For greatest accuracy, a wide range of half-log dilutions was measured, though in everyday practice such extensive measurement would not be necessary or even warranted. All dilutions were performed in water. The stocks of Enzyme I and the two short peptides were already in water, but the stocks of the other proteins used in this study were in other buffers, some with significant absorbance at 205 nm. In these cases, dilutions were also made of the buffer alone, so that its absorbance could be subtracted from that of the protein solution.

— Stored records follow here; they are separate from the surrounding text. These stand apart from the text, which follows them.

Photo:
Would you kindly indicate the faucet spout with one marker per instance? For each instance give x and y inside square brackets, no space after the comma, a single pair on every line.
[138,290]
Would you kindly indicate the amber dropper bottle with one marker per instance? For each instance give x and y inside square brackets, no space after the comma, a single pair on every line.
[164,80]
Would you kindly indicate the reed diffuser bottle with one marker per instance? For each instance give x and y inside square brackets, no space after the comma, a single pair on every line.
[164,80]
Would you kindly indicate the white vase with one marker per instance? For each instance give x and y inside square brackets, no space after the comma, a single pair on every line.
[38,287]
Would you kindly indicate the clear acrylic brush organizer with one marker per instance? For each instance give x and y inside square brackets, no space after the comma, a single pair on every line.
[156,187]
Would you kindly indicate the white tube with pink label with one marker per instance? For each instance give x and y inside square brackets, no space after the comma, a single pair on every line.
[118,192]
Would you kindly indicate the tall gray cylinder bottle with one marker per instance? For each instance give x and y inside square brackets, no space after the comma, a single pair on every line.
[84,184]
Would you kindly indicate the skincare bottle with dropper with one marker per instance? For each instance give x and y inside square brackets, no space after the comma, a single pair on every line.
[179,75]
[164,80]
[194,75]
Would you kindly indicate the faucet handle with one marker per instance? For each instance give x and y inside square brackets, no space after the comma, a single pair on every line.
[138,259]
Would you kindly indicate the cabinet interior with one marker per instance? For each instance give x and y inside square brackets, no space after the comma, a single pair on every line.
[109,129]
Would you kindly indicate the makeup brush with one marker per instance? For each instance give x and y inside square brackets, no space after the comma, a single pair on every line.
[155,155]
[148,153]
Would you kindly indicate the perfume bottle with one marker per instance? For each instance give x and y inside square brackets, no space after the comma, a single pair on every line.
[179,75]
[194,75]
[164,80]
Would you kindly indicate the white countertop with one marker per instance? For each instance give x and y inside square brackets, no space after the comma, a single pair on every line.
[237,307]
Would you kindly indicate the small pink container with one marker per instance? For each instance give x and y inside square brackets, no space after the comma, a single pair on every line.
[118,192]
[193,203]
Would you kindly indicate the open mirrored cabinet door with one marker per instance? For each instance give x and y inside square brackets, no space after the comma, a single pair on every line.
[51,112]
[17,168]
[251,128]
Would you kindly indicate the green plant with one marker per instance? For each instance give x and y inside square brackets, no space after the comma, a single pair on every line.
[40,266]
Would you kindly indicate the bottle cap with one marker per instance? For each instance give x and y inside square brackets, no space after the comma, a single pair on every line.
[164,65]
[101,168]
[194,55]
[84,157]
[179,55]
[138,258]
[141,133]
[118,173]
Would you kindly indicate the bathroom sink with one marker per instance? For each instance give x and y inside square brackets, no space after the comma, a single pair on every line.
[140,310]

Thus, although the buffers used for CaMK1_1–296 and 4Ca²⁺-CaM, for example, had undiluted A₂₀₅ values of 23.74 and 27.45, respectively, we were still able to accurately and precisely measure the A₂₀₅ of CaMK1_1–296 (uncorrected = 678.2, corrected = 654.5) and CaM (uncorrected = 665.6, corrected = 638.2) using water dilutions in the range of 1:1000 to 1:10,000 (Table I). The buffer used for apo CaM also had a relatively high absorbance of A₂₀₅ = 31.21, but the other buffers had much lower absorbances (0.59–4.37). Regardless, buffer absorbance corrections were applied in all of these cases. However, no such corrections were needed for skMLCK, CaMK1_299–320, or Enzyme I, as these stock solutions were already in water. Although one could instead ensure that solutes free of absorbance at 205 nm are used, our results show that this is unnecessary. In practice (as done here) one would ideally measure A₂₀₅ values much greater for the protein than for the buffer solution alone, but at the very least, the difference between the two measurements must be significantly larger than the experimental error.

Table I.

Analysis of Data Collected for This Study

Protein	MW (g·mol−1)a	ε280 (M−1·cm−1)b		A280c	A205		Conc. (µM)d	εbb (M−1·cm−1)e
					Measuredf	Correctedg
CaMK1299-320	2599	5500	Averageh	9.72	170.97	170.97	1767.96	2,704
			Errori	0.97	5.36	5.36	176.49	482
			% Errorj	9.98	3.13	3.13	9.98	17.8
skMLCK	2964	5500	Averageh	7.90	162.85	162.85	1436.12	2,838
			Errori	0.63	8.63	8.63	114.70	435
			% Errorj	7.99	5.30	5.30	7.99	15.3
GB1	7246	9970	Averageh	5.72	152.40	151.80	573.53	3112
			Errori	0.25	8.07	8.07	25.22	281
			% Errorj	4.40	5.30	5.32	4.40	9.0
talin2	11,558	16,960	Averageh	18.35	433.25	432.66	1081.99	2870
			Errori	0.84	17.39	17.39	49.50	241
			% Errorj	4.57	4.01	4.02	4.57	8.4
apo CaM	16,706	2890	Averageh	2.65	488.01	457.81	889.23	2716
			Errori	0.09	39.26	39.26	30.87	324
			% Errorj	3.47	8.05	8.58	3.47	11.9
4Ca2+-CaM	16,706	2890	Averageh	3.86	665.60	638.15	1294.76	2567
			Errori	0.03	37.45	37.45	11.60	199
			% Errorj	0.90	5.63	5.87	0.90	7.8
CaMK11-296	33,442	42,860	Averageh	25.25	678.19	654.45	589.03	2631
			Errori	1.53	28.53	28.53	35.62	281
			% Errorj	6.05	4.21	4.36	6.05	10.7
MBP	40,614	66,350	Averageh	1.81	45.37	41.00	27.21	2914
			Errori	0.04	1.82	1.82	0.61	204
			% Errorj	2.25	4.02	4.45	2.25	7.0
Enzyme I	63,467	24,410	Averageh	28.84	2267.58	2267.58	1181.66	2684
			Errori	1.15	21.38	21.38	46.96	137
			% Errorj	3.97	0.94	0.94	3.97	5.1

^aMolecular weight calculated from amino acid sequence; confirmed by mass spectrometry.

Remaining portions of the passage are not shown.